362.115/355: Telegram

The Acting Secretary of State to the Chargé in Germany (Gilbert)

228. Please address the following note to the Minister for Foreign Affairs:

“I have been instructed by my Government to express its disappointment that Your Excellency’s Government has not as yet conveyed the assurances which my Government felt confident would be received concerning non-discriminatory treatment in Germany of American citizens without exception based on race or creed.

“The attention of Your Excellency’s Government was expressly invited to this matter in Mr. Wilson’s note of May 9, 1938,68 and my Government’s concern and its desire for the assurances sought therein have been reiterated on several occasions in communications to Your Excellency’s Government.

“My Government is concerned with the provisions of the decree laws which if made applicable to American citizens would have the effect of arbitrarily dividing them into special classes and subject them to differential treatment on the basis of such classification.
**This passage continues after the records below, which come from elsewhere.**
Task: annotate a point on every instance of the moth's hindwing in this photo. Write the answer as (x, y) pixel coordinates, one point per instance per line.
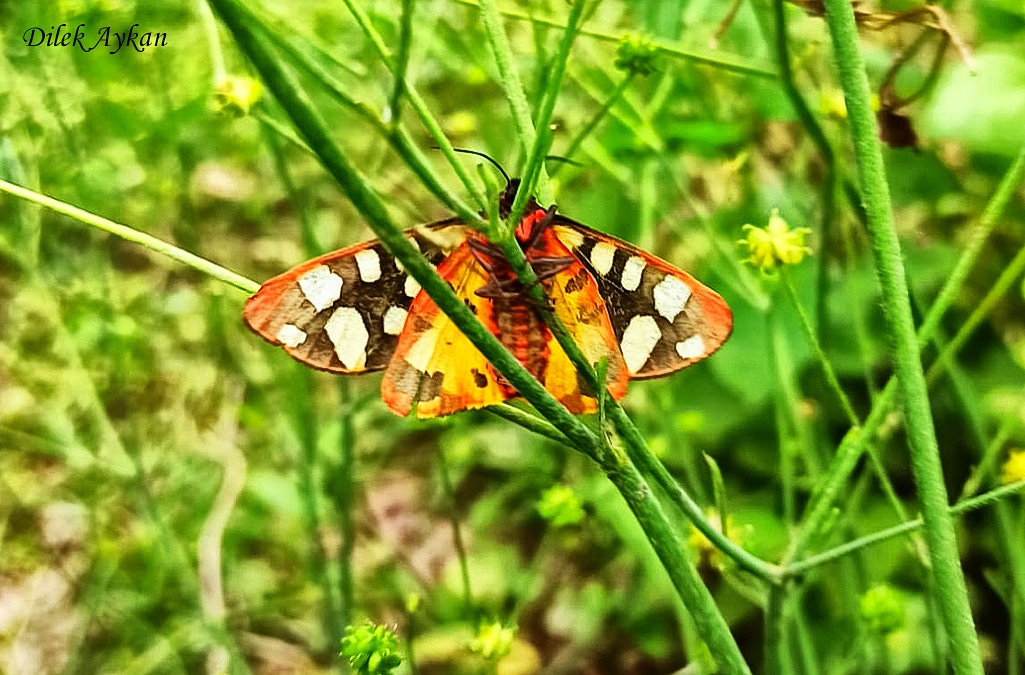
(435, 365)
(438, 369)
(343, 310)
(664, 320)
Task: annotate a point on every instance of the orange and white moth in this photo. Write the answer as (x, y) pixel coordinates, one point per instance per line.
(356, 310)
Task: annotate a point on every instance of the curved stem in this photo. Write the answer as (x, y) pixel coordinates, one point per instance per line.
(952, 593)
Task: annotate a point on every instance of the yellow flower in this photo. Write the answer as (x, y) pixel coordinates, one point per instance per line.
(707, 553)
(235, 94)
(775, 244)
(1014, 468)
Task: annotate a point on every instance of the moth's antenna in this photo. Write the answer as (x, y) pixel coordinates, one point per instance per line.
(560, 158)
(487, 157)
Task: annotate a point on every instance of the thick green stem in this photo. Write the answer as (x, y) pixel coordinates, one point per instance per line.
(952, 593)
(854, 443)
(514, 90)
It is one of the fundamental principles of my Government to make no distinction between American citizens on the basis of race or creed, and uniformly in its relations with foreign nations it has emphatically declined the right of those nations to apply on their part such discrimination as [Page 411] between American citizens. This principle, furthermore, is applied by my Government to nationals of foreign countries residing in the United States, including Germans. The application to American citizens of the measures referred to would be incompatible with this principle.

“My Government believes, therefore, that upon further consideration Your Excellency’s Government will decide that American citizens will not be discriminated against in Germany on account of race or creed and that they will not be subjected to provisions of the nature of those embodied in the decree laws in question.”

We approve the action thus far taken by you as occasion arose in requesting from the German Foreign Office assurances that the discriminatory decree laws do not apply to American citizens. However, we feel that the action thus far taken should now be supplemented by a general statement of our position. Cable when note has been delivered.69

Welles
  1. See telegram No. 63, May 7, 5 p.m., to the Ambassador in Germany, p. 369.
  2. The note, dated December 14, was delivered to the German Foreign Office on that date.